Thursday 8 November 2012

Good hats

Herdwick hat


Herdwick hat with lining
I was planning to talk about every good hat I ever knitted or had knitted or bought hand-knitted or admired, but realised it was a bit ambitious and would involve too many pictures of my head.

So instead I have picked 2 recent lovelies. First is the hand-dyed hand crocheted Herdwick hat I bought at Woolfest this year. I believe it was made at Crookabeck farm. A Herdwick hat?! Yes, that is correct, an itchy scratchy Herdwick hat. The colours are incredible - those hand-dyed greens really do shimmer in the all too brief glimpses of Cumbrian sunshine - always makes me think of the iridescent Green Tiger Beetle for some reason. I have no idea how the spinner managed to make something like this into something so vivid, I have a lot to learn about dyecraft.

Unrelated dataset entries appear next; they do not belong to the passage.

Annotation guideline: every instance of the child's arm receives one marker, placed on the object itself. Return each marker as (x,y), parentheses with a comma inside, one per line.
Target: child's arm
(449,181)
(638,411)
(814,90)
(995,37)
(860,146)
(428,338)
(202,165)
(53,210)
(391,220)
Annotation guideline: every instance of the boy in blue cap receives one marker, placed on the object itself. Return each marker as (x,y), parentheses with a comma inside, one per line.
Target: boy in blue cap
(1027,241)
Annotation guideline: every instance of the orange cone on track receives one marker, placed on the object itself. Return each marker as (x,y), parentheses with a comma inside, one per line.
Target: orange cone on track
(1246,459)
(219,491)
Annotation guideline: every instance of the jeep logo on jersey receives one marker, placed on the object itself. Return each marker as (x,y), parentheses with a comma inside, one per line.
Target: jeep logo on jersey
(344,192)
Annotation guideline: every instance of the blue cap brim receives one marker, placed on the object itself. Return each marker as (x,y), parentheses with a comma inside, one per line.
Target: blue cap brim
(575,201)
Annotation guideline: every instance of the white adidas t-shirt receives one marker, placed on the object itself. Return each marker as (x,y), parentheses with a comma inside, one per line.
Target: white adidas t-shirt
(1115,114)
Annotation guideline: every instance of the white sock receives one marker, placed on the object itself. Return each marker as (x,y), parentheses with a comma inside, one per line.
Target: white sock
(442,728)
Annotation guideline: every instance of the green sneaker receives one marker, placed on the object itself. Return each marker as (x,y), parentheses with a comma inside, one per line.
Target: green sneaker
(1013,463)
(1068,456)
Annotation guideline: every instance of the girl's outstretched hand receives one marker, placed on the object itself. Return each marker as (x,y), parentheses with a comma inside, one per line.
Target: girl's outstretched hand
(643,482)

Nevertheless, although I tried to be stoical, it really was like wearing a hair shirt...I think...and before long I added a lining. Now it is my all time favourite hat. 

Second I will mention this hand spun Gotland wool hat which we bought from Croft Wool and Weavers in Torridon. The couple who spin and dye and weave this wool from their own sheep had a lot of interesting things to tell us about wool and sheep. One fact I recall is that the harder the life for a sheep (the bleaker the winter, the crappier the weather, the sparser the diet), the finer/ softer the wool. I might have got that completely wrong as I only had half an ear on what he was saying - I was too busy fondling all the lovely scarves and shawls to pay full attention.

Anyway this hat caught our attention for its simplicity and the unusual gathered top. We decided it was definitely a man's hat even though we were told it was not committed to any particular sex and could be whatever we wanted it to be. I think that was a sales pitch. Not sure what makes a hat a man's hat but this hat has whatever it takes.